Because THS performed the billing for the services provided at the OSC, the government alleged the claims THS submitted to Medicare and Medicaid as a result of the prohibited contractual relationships amounted to false claims.  The government also alleged THS made false statements in its certificates of cost reports.

As I said in a previous post, THS denied any wrongdoing and, among other things, stated it consulted with outside law firms who advised THS its physician agreements were legal.

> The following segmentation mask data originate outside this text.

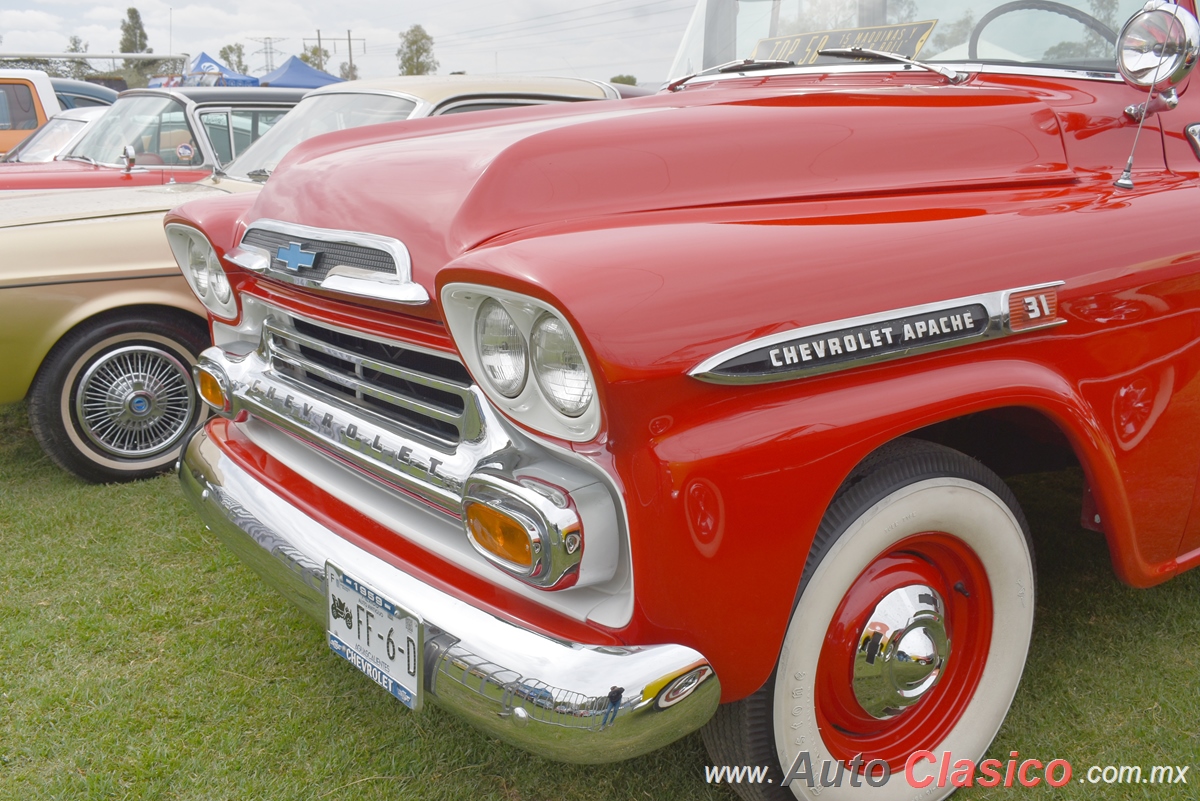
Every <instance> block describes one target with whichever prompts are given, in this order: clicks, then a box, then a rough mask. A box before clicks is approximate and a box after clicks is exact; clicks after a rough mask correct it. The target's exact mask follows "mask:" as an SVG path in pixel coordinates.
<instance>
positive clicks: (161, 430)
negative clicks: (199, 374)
mask: <svg viewBox="0 0 1200 801" xmlns="http://www.w3.org/2000/svg"><path fill="white" fill-rule="evenodd" d="M188 373H190V371H188V368H187V367H186V366H185V365H184V363H182V362H180V361H179V360H178V359H176V357H175V356H173V355H172V354H169V353H167V351H166V350H163V349H160V348H154V347H150V345H132V347H127V348H119V349H116V350H113V351H109V353H107V354H104V355H103V356H102V357H101V359H98V360H97V361H96V362H95V363H94V365H91V367H90V368H89V369H88V371H86V372H85V373H84V375H83V377H82V378H80V380H79V384H78V387H77V390H76V393H74V397H76V414H77V416H78V421H79V427H80V429H82V430H83V433H84V434H85V435H86V436H88V439H89V440H91V441H92V442H94V444H95V445H96V446H97V447H98V448H101V450H102V451H104V452H107V453H110V454H113V456H115V457H124V458H131V457H148V456H154V454H156V453H161V452H162V451H166V450H168V448H170V447H172V446H173V445H174V444H175V442H176V441H178V440H179V438H180V436H182V435H184V433H185V432H186V430H187V424H188V421H190V420H191V418H192V415H193V412H194V409H196V397H194V393H193V392H192V389H191V379H190V375H188Z"/></svg>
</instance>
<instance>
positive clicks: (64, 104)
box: [58, 92, 108, 108]
mask: <svg viewBox="0 0 1200 801" xmlns="http://www.w3.org/2000/svg"><path fill="white" fill-rule="evenodd" d="M58 96H59V101H61V102H62V108H84V107H88V106H108V103H106V102H103V101H101V100H97V98H95V97H89V96H86V95H72V94H70V92H58Z"/></svg>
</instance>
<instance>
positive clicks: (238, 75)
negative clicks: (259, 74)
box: [184, 53, 258, 86]
mask: <svg viewBox="0 0 1200 801" xmlns="http://www.w3.org/2000/svg"><path fill="white" fill-rule="evenodd" d="M184 85H185V86H257V85H258V78H254V77H253V76H244V74H241V73H238V72H234V71H233V70H230V68H229V67H227V66H224V65H223V64H221V62H220V61H217V60H216V59H214V58H212V56H211V55H209V54H208V53H200V54H199V55H197V56H196V58H194V59H192V62H191V64H188V65H187V70H185V71H184Z"/></svg>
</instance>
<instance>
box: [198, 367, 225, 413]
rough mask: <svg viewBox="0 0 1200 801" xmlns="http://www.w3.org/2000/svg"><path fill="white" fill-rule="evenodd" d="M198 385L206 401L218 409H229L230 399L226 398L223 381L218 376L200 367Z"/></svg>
mask: <svg viewBox="0 0 1200 801" xmlns="http://www.w3.org/2000/svg"><path fill="white" fill-rule="evenodd" d="M196 372H197V377H196V378H197V380H196V385H197V389H199V391H200V397H202V398H203V399H204V403H206V404H209V405H210V406H212V408H214V409H216V410H217V411H228V410H229V401H228V399H227V398H226V395H224V390H222V389H221V381H218V380H217V377H216V375H214V374H212V373H210V372H208V371H206V369H198V371H196Z"/></svg>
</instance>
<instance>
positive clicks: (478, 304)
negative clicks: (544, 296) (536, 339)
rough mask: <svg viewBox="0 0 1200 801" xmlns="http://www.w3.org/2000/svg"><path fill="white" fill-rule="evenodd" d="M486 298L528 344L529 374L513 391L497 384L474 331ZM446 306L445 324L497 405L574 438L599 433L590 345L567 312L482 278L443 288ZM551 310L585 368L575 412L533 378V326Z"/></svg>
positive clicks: (533, 358)
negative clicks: (584, 398)
mask: <svg viewBox="0 0 1200 801" xmlns="http://www.w3.org/2000/svg"><path fill="white" fill-rule="evenodd" d="M487 301H494V302H496V303H498V305H499V306H500V307H502V308H503V309H504V311H505V312H506V313H508V314H509V317H510V318H511V319H512V321H514V323H515V324H516V327H517V330H518V331H520V332H521V336H522V338H523V342H524V347H526V354H527V356H526V379H524V384H523V386H522V387H521V390H520V391H518V392H517V393H516V395H514V396H511V397H509V396H505V395H503V393H502V392H499V391H498V390H497V387H496V386H494V385H493V384H492V383H491V379H490V377H488V374H487V372H486V368H485V367H484V365H482V360H481V357H480V354H479V348H478V343H476V336H475V326H476V320H478V317H479V313H480V308H481V307H484V306H485V303H486V302H487ZM442 307H443V311H444V314H445V318H446V325H448V327H449V329H450V333H451V336H452V337H454V341H455V344H456V345H457V347H458V351H460V353H461V354H462V357H463V361H464V362H466V365H467V369H468V371H470V373H472V375H473V377H475V381H476V384H478V385H479V387H480V390H481V391H482V392H484V393H485V395H486V396H487V398H488V401H491V402H492V404H493V405H494V406H497V408H498V409H500V410H502V411H504V412H505V414H508V415H509V416H510V417H512V418H514V420H516V421H517V422H520V423H522V424H524V426H528V427H529V428H532V429H534V430H538V432H541V433H544V434H550V435H552V436H557V438H559V439H563V440H566V441H571V442H586V441H589V440H592V439H595V436H596V434H598V433H599V430H600V403H599V398H598V397H596V381H595V375H594V373H593V371H592V366H590V363H589V361H588V357H587V351H586V350H584V348H583V343H582V342H581V341H580V337H578V335H577V333H576V332H575V329H574V327H572V326H571V324H570V321H569V320H568V319H566V317H565V315H564V314H563V313H562V312H559V311H558V309H557V308H554V307H552V306H551V305H550V303H546V302H544V301H541V300H538V299H535V297H530V296H528V295H522V294H520V293H514V291H509V290H504V289H498V288H496V287H485V285H481V284H468V283H454V284H446V285H445V287H444V288H443V289H442ZM547 315H552V317H553V318H554V319H557V320H558V321H559V323H560V325H562V329H563V330H564V331H565V333H566V335H568V336H569V337H570V341H571V343H572V344H574V348H575V351H576V353H577V354H578V357H580V362H581V365H582V373H583V375H586V380H587V383H588V387H589V396H590V397H589V401H588V403H587V404H586V405H584V406H583V408H582V409H581V410H580V412H578V414H577V415H575V416H571V415H569V414H564V412H563V411H562V410H560V409H559V408H558V405H557V404H556V403H554V402H553V401H552V399H551V398H550V397H548V396H547V391H546V390H545V389H544V387H542V386H541V381H540V380H539V379H538V378H535V375H536V373H538V367H536V365H535V362H534V353H533V345H532V342H533V330H534V326H535V325H536V324H538V323H539V321H540V320H542V319H544V318H546V317H547Z"/></svg>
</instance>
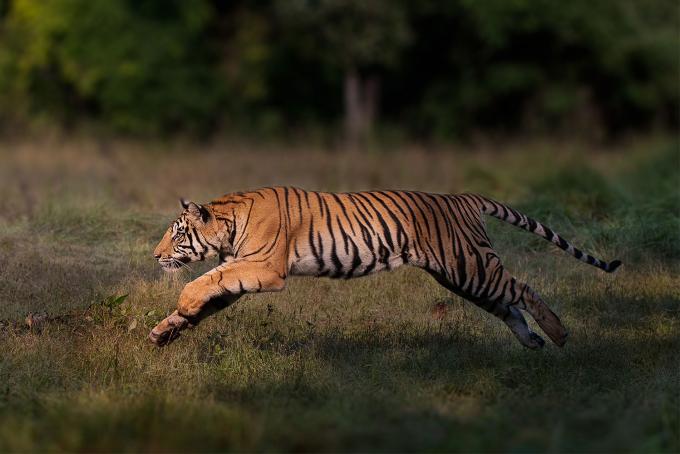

The case then went to trial.

In March 2010, a jury found THS guilty of violating the Stark Law, but not the FCA.  Then the judge in the case did something highly unusual — he threw the jury verdict out and ordered THS to pay $45 million for the Stark Law violations.

THS appealed the judge’s decision to the Fourth Circuit Court of Appeals, and in March 2012, the Fourth Circuit threw out the $45 million penalty and ordered a new trial.  That new trial began in April 2013.

After a month-long trial and less than five hours of deliberations, the new jury found THS guilty of violating both the Stark Law and the FCA.  At that point, THS was potentially on the hook for up to $357 million in penalties.

A flurry of motions from both THS and the government followed, and are the basis for the most recent ruling in which the judge denied all of THS’ motions and levied the $238 million penalty.